Two structural features of the DNA molecule provide a basis for the mechanisms of heredity: the four nucleotide bases and its double-stranded nature. The Watson-Crick model of double-helical DNA structure, proposed in 1952, drew heavily upon the X-ray crystallography work of researchers Rosalind Franklin and Maurice Wilkins. Watson, Crick, and Wilkins jointly received the Nobel Prize in Physiology or Medicine for their work in 1962. Franklin was, controversially, excluded from the prize for reasons that are still debated.

The Watson-Crick model of DNA, very simply, proposed that DNA is made up of two strands of nucleotides that twist around each other to form a right-handed helix and that nucleotide pairing takes place between a purine and a pyrimidine.

The two DNA strands are antiparallel, meaning that the 3’ end of one strand faces the 5’ end of the other. This allows each strand to act as a template for its partner during DNA replication, producing two new strands of DNA that are exactly complementary to each other. However, whether or not DNA replication occurred in this fashion was not clear.

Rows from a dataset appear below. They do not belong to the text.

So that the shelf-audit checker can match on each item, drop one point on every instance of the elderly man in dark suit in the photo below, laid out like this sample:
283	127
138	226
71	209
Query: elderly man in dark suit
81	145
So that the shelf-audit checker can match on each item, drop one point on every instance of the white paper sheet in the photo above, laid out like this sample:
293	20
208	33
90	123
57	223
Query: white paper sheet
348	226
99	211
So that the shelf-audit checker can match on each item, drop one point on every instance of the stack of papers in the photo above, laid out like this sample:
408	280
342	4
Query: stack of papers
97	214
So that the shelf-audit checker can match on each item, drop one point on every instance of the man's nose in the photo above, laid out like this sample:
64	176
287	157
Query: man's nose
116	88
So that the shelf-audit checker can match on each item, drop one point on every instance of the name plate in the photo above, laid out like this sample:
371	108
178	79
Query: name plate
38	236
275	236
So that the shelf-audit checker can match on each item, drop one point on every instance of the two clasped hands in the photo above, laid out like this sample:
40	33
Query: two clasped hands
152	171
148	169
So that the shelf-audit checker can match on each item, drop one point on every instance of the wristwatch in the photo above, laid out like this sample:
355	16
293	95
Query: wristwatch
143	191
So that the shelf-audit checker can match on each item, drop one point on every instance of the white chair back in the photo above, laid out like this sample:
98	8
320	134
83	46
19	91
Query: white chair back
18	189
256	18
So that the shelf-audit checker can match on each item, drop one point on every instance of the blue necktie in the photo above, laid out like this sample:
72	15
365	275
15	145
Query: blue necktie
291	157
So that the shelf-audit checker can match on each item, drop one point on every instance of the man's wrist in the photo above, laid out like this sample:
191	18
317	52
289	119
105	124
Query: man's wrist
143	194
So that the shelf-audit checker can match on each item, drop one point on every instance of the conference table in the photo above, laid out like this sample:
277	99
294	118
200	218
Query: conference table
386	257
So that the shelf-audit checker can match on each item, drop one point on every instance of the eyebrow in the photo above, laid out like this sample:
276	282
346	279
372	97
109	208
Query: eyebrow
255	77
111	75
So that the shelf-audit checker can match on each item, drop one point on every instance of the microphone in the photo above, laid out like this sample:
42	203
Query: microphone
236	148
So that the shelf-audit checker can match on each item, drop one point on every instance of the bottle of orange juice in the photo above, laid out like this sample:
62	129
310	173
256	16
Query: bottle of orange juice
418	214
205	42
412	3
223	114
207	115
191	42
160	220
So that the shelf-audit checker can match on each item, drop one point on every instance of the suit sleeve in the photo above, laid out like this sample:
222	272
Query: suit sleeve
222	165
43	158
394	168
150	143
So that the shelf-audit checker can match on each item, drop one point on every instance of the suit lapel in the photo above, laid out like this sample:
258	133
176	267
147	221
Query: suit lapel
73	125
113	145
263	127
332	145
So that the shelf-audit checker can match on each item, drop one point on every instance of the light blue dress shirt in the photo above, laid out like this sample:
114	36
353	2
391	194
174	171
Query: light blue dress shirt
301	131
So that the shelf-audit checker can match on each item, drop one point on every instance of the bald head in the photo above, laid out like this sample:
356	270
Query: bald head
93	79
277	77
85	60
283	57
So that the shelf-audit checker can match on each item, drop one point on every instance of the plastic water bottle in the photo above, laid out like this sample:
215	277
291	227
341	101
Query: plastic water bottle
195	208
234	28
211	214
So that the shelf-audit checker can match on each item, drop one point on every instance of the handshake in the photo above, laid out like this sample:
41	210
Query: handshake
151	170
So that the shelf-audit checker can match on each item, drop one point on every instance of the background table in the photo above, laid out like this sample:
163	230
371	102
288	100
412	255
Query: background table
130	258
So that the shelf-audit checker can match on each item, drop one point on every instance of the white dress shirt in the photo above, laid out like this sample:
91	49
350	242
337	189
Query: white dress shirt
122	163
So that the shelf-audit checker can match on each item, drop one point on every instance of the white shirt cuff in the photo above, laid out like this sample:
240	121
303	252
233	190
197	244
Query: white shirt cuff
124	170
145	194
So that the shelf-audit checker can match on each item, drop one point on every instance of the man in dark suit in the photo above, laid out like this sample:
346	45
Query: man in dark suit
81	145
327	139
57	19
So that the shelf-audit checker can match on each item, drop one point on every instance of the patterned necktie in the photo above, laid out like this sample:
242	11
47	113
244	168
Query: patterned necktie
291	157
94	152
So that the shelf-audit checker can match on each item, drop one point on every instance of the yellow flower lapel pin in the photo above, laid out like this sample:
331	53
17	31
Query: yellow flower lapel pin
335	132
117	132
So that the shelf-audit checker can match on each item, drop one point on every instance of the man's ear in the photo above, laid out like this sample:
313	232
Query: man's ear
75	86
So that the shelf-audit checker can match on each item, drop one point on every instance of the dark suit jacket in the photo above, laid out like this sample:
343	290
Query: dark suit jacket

The Meselson and Stahl Experiment

Meselson and Stahl grew E. coli for several generations in a medium containing a “heavy” isotope of Nitrogen, 15N. Over time, the heavy Nitrogen was incorporated into the nitrogenous nucleotide bases and, thus, into the DNA. After this, the E. coli was placed into a medium containing a different isotope of Nitrogen, 14N, and grown for several more generations. After each generation, a DNA sample was isolated from some of the cells, loaded into a gradient, and centrifuged at high speeds. In a gradient, the DNA will separate according to its buoyant density (i.e. the density within the gradient where the DNA will float).

In the 15N medium, a single band of high density was observed in the lower portion of the centrifuge tube. Immediately after the bacteria were transferred to the “lighter” media, this single band shifted upwards in the column, indicating a lower density. However, subsequent generations resulted in two bands: one corresponding to the 14N density and another in an intermediate location. This result could only be explained by a semi-conservative mode of replication, thus validating the Watson-Crick model.